Benar kata Windy dan coach Dirdja. Yang terang cuma bagian atletnya saja. Saya tidak bisa lihat juri, dan orang-orang yang ada di bangku penonton seperti ofisial atau perwakilan delegasi.

Belum pernah saya ikut kejuaraan dengan tata cahaya seperti itu. Kalau saya ikut Asian Games atau kejuaraan-kejuaraan angkat besi lain, itu semua terang. Tetapi saya enggak masalah dengan hal itu.

Justru bisa membuat saya fokus, seperti di latihan. Kalau saya di latihan itu sudah ditanamkan fokus pada diri sendiri, jangan peduli yang ada di sekeliling kita kecuali instruksi pelatih dari sisi panggung.

Tokyo 2020 Olympics - Weightlifting - Women's +87kg - Group A - Tokyo International Forum, Tokyo, Japan - August 2, 2021. Nurul Akmal of Indonesia in action. REUTERS/Edgard GarridoNurul Akmal merupakan salah satu dari lima lifter Indonesia yang berlaga di Olimpiade 2020. (REUTERS/EDGARD GARRIDO)
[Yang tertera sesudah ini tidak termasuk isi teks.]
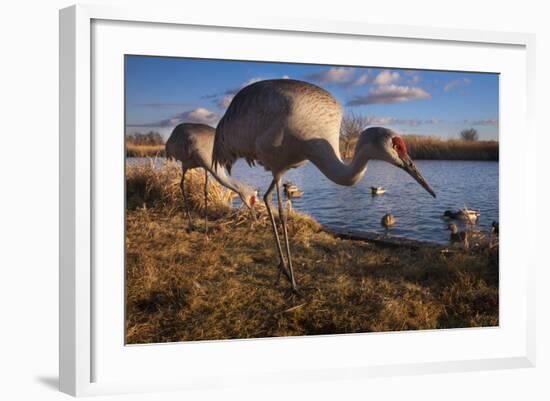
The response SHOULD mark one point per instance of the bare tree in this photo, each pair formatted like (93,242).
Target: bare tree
(150,138)
(469,134)
(352,126)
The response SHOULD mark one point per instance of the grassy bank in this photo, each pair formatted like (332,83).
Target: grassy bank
(420,147)
(182,287)
(430,148)
(133,150)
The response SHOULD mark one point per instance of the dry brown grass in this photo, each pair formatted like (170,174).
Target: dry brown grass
(181,287)
(133,150)
(147,186)
(432,148)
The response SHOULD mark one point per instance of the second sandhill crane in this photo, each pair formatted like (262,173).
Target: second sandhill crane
(282,124)
(192,145)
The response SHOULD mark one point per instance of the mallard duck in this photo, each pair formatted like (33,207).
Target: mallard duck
(377,190)
(494,228)
(292,190)
(462,214)
(388,220)
(456,236)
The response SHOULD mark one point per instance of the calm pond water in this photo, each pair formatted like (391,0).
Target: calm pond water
(418,216)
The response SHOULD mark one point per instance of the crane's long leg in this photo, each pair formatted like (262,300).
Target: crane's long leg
(282,218)
(206,202)
(185,201)
(267,200)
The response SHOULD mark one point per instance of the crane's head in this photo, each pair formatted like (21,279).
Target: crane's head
(385,144)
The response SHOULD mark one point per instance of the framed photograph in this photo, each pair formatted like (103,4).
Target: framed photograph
(272,200)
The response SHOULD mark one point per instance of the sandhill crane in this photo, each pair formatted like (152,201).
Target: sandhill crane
(192,144)
(284,123)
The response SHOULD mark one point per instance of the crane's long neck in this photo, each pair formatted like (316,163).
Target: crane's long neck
(326,157)
(229,182)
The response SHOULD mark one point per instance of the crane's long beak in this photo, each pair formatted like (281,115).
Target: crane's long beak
(410,167)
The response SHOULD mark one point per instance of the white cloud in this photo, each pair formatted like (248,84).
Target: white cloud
(455,83)
(225,101)
(234,91)
(362,80)
(387,77)
(387,94)
(199,115)
(489,121)
(412,122)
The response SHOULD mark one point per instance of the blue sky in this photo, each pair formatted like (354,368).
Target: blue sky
(161,92)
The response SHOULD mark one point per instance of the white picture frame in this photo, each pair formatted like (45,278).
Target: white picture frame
(78,164)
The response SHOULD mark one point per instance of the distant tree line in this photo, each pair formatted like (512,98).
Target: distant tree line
(150,138)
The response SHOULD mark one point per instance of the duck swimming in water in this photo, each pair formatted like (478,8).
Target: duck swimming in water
(377,190)
(291,190)
(387,221)
(457,236)
(462,214)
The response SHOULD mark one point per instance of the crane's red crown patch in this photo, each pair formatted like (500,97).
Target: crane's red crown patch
(399,146)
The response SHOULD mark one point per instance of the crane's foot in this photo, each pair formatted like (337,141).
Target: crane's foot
(297,291)
(282,269)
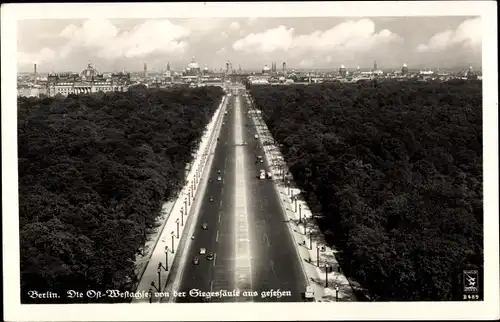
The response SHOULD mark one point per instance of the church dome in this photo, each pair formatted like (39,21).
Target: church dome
(89,72)
(193,64)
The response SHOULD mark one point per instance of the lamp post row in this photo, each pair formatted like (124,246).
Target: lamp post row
(184,212)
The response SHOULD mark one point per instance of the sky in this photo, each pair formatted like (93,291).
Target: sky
(317,43)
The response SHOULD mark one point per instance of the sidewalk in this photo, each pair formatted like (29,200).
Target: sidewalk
(157,265)
(309,239)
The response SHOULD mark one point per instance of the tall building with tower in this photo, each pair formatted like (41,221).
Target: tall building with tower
(404,69)
(342,71)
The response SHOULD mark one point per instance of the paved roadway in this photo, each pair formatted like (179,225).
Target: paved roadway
(253,248)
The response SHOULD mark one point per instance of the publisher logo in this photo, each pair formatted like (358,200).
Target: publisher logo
(471,281)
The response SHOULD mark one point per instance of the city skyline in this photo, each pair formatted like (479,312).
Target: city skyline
(303,43)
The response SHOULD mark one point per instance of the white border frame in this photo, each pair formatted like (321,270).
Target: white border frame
(14,311)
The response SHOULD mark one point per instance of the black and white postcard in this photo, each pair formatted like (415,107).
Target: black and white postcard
(292,161)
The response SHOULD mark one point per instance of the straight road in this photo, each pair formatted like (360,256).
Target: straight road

Alhamdulillah tiga angkatan snatch yang direncanakan berjalan mulus dengan beban terberat 115 kg. Tetapi di clean & jerk saya hanya mampu sukses di angkatan pertama, 141 kg.

Di angkatan kedua coach Dirdja memilih untuk langsung menaikkan beban jadi 150 kg. Coach Dirdja melihat ada peluang medali bagi saya jika bisa sukses di angkatan itu.

Pada angkatan clean [mengangkat beban dari lantai sampai batas dada dalam posisi jongkok], saya bisa. Tetapi saya gagal pada saat jerk [mengangkat barbel hingga ke atas kepala dengan posisi tangan lurus dan kaki berdiri sempurna]. Saya merasa terlalu terburu-buru, sedikit kurang tenang. Begitu pula dengan percobaan ketiga ketika beban dinaikkan lagi menjadi 154 kg.

Sebenarnya angkatan beban di atas 150 kg itu saya berjudi juga. Di latihan sehari-hari, saya kadang masih belum bisa sempurna untuk mengangkat beban seberat itu. Kadang-kadang bisa, tetapi ada juga gagalnya. Hahahaha.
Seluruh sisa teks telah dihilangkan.